DOC – O que o médico deve considerar ao escolher uma residência?
GA – É claro que existem diversas particularidades em cada setor da Medicina, de acordo com as necessidades do dia a dia da especialidade. Entretanto, há certos aspectos que são comuns a boas residências. Dentre eles, a presença de exímios professores que de fato estão ali com a preocupação de ensinar os futuros especialistas é, de longe, a mais importante, aliada à diversidade de situações e pacientes que o médico em formação é exposto na prática. Em segundo lugar, penso que o estímulo à interpretação e à produção científica, colocando o especializando em contato frequente com a academia, é essencial para criar um senso de discernimento e de rigor científico, que será fundamental para embasar as condutas no seu futuro profissional e para garantir a segurança do paciente.
DOC – Como você avalia sua experiência como residente?
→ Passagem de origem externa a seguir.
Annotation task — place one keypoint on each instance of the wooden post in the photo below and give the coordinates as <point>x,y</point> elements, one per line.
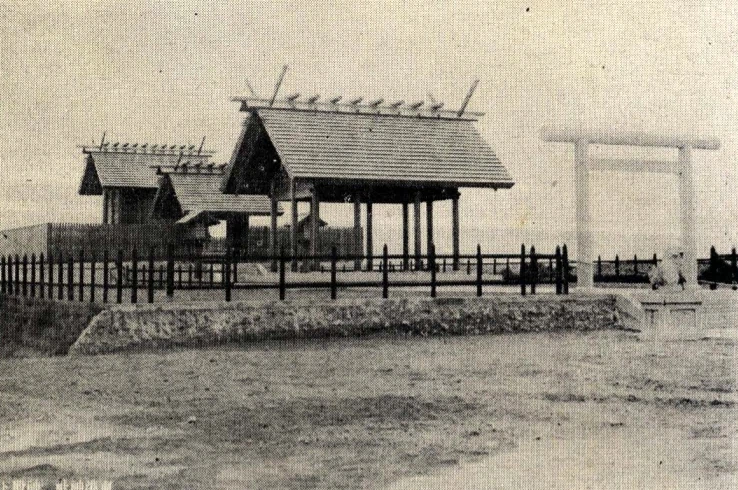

GA – Minha experiência como residente de Oftalmologia na EPM tem sido fantástica. O serviço é excepcional em todos os quesitos. Entre os pontos fortes, acredito que se destacam a proximidade com os maiores experts de todas as subespecialidades da Oftalmologia, o estímulo ao rigor e à produção científica e a experiência do maior pronto socorro aberto 24 horas da região. É claro que, com tantas oportunidades, há a contrapartida de ter uma carga horária mais pesada que outras residências de Oftalmologia. Ademais, acima de todos os aspectos citados, acredito que o maior diferencial seja a preocupação incessante de formar oftalmologistas éticos, competentes e seguros para atender a população, tanto no aspecto profissional/técnico, como no âmbito humano, mantendo um ambiente de amizade e proximidade entre todos os envolvidos. Esse espírito é o que mantém o serviço como o centro brasileiro padrão-ouro, de maior referência em Oftalmologia.